También comprendí otras cosas, aquel anciano estaba fascinado por la personalidad de su hijo. Pude palpar algo de la ternura que sentía y me conmoví. Recuerdo que me invadió algo de envidia porque mi padre solía ser autoritario y distante. Théophane, en cambio, veía a sus dos hijos como regalos y se maravillaba de ellos a cada momento. Todo su empeño por doblegar a Maurice nacía de un afán por protegerlo y mantenerlo a su lado.
—Maurice, ¿dónde estás? ¡He venido a sacarte de tu sepulcro! —se escuchó gritar por toda la casa unos minutos después.
—¡Ya ha vuelto...! —exclamó el Marqués con alegría, dejando inconclusa la conversación que sosteníamos.
Se dirigió con paso apresurado escaleras abajo, hacia el encuentro de un joven que había irrumpido en la Villa luciendo un elegante traje completamente desarreglado.
—¡Raffaele, este lugar se llena de vida cuando llegas! —dijo feliz el marqués, y le abrazó como si fuera su propio hijo—. ¡Ah, veo que estuviste de cacería!
—Así es, mi querido tío. Anoche estuve en un baile y hoy he despertado entre los brazos de una bella y complaciente dama. Como ve, soy su fiel discípulo —hizo una solemne reverencia.
—Calla, calla, que tengo un invitado... —le suplicó el viejo conteniendo la risa. Supongo que debió percatarse de que yo lo había seguido.
—Pero monsieur —le murmuró al oído el joven al verme, lo bastante fuerte como para que yo escuchara—, ¿acaso va a llenar de monjes esta villa? ¿No le basta con nuestro cachorro de jesuita?
No puedo decir lo desagradable que me resultó. Algo en mí se sintió amenazado por su imponente presencia. Sus rasgos parecían cincelados con firmeza, tenía pómulos marcados y el mentón fuerte. Poseía una hermosa melena negra, que dejaba caer a un lado de su rostro, y unos implacables ojos negros, con largas pestañas y cejas pobladas y rectas. Completaban el conjunto una nariz aguileña y una boca con un permanente gesto sugerente y despectivo a la vez. Pero lo que me sacó de mis casillas fue comprobar, una vez que estuvimos frente a frente, que era más alto que yo.
—¿A quién llamas así? —rugió una voz sobre nuestras cabezas. Se trataba de Maurice que venía bajando las escaleras con una expresión terrible.
—Pues a ti, mi querido primo. —contestó el recién llegado esgrimiendo la más encantadora de sus sonrisas—. Me alegra verte del mismo humor de siempre.
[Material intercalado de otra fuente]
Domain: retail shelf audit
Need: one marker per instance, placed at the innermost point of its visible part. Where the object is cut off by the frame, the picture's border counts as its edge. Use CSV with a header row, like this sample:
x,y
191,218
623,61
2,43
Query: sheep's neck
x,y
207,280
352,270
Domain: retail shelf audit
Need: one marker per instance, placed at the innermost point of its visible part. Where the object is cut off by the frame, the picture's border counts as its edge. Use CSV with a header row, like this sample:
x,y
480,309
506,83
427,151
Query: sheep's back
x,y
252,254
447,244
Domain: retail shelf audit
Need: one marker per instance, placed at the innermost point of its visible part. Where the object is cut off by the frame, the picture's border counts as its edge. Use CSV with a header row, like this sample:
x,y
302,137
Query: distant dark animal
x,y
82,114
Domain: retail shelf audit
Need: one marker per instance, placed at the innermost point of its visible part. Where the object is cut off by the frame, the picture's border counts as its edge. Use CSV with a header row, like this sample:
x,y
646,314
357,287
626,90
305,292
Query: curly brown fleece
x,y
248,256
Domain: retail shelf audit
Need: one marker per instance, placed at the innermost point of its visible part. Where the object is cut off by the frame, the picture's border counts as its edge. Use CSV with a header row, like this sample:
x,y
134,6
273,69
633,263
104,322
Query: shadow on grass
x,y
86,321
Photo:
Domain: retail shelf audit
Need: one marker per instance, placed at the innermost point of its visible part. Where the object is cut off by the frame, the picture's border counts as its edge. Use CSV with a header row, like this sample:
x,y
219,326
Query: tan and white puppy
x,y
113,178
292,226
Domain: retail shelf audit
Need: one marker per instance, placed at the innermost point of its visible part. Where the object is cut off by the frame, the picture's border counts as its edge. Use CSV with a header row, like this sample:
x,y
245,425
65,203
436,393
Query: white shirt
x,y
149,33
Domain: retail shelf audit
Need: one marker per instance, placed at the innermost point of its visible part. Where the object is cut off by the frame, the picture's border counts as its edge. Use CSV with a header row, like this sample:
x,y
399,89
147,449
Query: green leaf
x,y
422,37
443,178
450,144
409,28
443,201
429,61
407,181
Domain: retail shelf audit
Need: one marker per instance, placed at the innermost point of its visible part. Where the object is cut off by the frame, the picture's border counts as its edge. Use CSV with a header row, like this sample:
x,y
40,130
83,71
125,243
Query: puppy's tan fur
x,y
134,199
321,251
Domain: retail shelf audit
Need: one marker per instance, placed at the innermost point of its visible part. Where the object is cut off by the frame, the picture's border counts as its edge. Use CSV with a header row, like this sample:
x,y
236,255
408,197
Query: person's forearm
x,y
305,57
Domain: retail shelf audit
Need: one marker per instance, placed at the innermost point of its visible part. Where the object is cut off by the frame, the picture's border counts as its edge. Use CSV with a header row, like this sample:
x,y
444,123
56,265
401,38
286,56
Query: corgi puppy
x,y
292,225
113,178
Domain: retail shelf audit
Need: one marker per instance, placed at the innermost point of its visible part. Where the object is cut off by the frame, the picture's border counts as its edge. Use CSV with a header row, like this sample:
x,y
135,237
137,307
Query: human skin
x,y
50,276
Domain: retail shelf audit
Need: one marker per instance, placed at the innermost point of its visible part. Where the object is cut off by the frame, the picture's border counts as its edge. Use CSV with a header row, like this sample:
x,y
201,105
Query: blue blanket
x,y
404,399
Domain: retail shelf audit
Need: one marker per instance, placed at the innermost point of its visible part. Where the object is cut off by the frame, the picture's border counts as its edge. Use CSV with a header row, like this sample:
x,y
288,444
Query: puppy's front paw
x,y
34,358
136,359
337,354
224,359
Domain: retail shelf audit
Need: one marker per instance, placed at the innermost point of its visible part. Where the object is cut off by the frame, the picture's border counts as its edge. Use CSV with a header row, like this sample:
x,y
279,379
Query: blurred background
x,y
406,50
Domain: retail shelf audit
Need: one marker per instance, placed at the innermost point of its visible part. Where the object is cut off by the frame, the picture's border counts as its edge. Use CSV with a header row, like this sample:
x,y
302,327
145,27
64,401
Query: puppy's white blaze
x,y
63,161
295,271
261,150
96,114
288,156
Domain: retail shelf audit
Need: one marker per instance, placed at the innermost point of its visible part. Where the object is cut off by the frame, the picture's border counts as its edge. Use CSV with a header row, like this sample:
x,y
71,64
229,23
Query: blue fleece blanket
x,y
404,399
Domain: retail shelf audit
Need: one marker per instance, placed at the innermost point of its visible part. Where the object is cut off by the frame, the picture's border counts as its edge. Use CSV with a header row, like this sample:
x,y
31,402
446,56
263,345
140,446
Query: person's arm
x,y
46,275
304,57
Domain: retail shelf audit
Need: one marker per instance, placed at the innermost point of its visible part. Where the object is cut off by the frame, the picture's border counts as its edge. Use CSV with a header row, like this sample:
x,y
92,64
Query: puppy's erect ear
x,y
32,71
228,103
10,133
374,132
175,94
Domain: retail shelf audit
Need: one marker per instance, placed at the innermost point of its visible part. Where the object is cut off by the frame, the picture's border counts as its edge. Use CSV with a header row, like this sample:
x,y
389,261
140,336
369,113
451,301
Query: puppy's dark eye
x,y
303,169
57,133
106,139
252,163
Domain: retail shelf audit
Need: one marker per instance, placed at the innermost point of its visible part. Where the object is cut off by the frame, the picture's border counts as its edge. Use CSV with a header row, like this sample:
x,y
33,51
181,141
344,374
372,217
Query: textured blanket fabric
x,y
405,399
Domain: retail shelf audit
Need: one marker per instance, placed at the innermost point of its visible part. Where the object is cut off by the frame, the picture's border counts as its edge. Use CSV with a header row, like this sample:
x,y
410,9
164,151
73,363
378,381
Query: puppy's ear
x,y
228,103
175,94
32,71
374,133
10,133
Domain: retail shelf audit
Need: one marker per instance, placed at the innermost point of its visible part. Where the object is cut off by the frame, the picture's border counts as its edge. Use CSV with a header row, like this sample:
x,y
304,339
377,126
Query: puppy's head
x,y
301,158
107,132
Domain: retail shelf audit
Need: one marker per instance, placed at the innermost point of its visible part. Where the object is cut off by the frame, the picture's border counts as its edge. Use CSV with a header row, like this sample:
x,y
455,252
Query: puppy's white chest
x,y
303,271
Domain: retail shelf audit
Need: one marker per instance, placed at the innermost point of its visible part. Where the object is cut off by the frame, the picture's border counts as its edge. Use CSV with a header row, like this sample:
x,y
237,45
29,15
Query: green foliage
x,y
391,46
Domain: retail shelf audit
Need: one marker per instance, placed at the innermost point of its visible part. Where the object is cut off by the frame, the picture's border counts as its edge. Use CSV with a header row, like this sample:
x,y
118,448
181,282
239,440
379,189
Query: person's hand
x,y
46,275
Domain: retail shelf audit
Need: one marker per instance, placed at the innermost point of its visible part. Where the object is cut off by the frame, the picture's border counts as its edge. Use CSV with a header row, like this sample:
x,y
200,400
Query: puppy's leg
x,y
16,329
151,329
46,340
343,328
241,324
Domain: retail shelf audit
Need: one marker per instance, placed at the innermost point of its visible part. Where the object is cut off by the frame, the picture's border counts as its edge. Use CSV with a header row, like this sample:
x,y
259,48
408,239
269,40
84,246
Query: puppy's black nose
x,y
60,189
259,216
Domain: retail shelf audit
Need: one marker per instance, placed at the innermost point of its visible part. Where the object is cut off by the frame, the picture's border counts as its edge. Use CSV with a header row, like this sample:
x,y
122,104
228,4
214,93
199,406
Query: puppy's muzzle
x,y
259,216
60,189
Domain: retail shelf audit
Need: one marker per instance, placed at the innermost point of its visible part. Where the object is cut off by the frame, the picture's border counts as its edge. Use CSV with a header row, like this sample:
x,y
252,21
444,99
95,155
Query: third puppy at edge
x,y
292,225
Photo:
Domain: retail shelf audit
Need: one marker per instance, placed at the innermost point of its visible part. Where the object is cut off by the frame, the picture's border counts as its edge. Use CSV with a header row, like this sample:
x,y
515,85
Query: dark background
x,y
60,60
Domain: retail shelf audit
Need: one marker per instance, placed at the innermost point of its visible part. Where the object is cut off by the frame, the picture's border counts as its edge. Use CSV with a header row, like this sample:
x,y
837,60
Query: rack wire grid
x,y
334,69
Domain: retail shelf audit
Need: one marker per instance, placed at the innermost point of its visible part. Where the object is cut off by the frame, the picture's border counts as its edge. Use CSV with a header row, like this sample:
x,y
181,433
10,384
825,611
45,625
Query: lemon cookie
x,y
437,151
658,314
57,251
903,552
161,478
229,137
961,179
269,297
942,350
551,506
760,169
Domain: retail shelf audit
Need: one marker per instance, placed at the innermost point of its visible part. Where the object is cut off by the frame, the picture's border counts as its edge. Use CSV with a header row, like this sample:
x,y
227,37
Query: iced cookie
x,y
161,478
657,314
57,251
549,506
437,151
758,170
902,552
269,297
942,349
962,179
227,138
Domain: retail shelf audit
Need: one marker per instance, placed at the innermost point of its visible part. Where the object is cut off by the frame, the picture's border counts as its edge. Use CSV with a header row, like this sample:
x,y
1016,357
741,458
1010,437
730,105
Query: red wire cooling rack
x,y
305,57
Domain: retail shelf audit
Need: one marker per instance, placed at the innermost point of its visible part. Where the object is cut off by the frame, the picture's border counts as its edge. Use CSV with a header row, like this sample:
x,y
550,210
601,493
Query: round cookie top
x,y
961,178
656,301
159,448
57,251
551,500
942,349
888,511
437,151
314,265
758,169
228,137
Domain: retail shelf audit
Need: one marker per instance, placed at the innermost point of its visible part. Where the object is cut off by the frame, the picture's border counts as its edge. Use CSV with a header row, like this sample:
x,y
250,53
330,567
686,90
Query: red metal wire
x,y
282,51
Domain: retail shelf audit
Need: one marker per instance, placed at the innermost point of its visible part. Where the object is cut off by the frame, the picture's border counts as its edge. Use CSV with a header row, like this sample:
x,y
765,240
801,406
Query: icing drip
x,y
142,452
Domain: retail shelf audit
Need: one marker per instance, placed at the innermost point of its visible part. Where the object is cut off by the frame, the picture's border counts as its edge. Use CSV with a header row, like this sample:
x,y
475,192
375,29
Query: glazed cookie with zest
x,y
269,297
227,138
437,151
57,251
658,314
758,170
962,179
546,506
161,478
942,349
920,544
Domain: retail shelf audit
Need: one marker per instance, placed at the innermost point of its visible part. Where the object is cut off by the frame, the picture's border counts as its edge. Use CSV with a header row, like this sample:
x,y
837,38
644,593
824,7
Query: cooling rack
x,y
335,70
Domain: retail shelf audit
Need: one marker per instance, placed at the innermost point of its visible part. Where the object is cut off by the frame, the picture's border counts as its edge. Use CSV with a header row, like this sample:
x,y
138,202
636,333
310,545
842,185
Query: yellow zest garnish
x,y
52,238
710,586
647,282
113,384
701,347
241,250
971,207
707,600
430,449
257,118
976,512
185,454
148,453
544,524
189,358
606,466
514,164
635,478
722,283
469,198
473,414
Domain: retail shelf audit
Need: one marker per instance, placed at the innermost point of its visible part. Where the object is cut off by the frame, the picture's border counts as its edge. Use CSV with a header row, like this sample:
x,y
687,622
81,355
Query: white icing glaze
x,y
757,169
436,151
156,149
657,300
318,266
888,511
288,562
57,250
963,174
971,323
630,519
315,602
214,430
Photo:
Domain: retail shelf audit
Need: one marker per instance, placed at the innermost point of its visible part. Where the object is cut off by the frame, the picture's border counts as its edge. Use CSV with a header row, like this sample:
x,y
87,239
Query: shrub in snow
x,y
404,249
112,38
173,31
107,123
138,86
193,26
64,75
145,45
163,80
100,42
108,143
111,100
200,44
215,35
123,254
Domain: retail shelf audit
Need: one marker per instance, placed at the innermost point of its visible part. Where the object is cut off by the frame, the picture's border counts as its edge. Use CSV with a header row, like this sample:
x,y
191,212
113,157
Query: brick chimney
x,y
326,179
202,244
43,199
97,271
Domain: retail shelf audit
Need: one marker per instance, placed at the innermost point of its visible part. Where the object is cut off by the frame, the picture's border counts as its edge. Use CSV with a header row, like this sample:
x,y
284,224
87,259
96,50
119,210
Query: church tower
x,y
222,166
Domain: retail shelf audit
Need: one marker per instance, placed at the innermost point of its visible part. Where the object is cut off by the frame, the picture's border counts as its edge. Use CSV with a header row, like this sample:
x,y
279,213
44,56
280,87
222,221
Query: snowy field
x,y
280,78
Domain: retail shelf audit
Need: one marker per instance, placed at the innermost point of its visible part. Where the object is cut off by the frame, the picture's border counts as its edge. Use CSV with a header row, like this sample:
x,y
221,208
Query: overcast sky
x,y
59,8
—Deja de hablar estupideces, me aburres —gruñó y se dirigió al jardín haciéndole una para que lo siguiera.
—Temo que el sermón de hoy será largo.
—Anda, Raffaele, ve y cuéntale de tus correrías a ver si se anima a seguirte.
—Pondré todo mi empeño, mi querido tío.
Volvió a hacer una reverencia, más apropiada a un comediante de algún teatro barato que a un noble, y fue tras Maurice. El marqués se quedó mirándolo lleno de satisfacción.
Entonces comprendí su juego. No buscaba el bienestar espiritual de su hijo, me llamó por la misma razón que permitía a su sobrino presentarse con semejante desfachatez en su casa: quería que Maurice desistiera de la idea de ser jesuita sin importar qué eligiera a cambio. Con Raffaele intentaba atraerlo hacia los placeres mundanos, y conmigo a través de otra doctrina religiosa. Apostaba a ganar jugando con dos barajas distintas e incluso opuestas.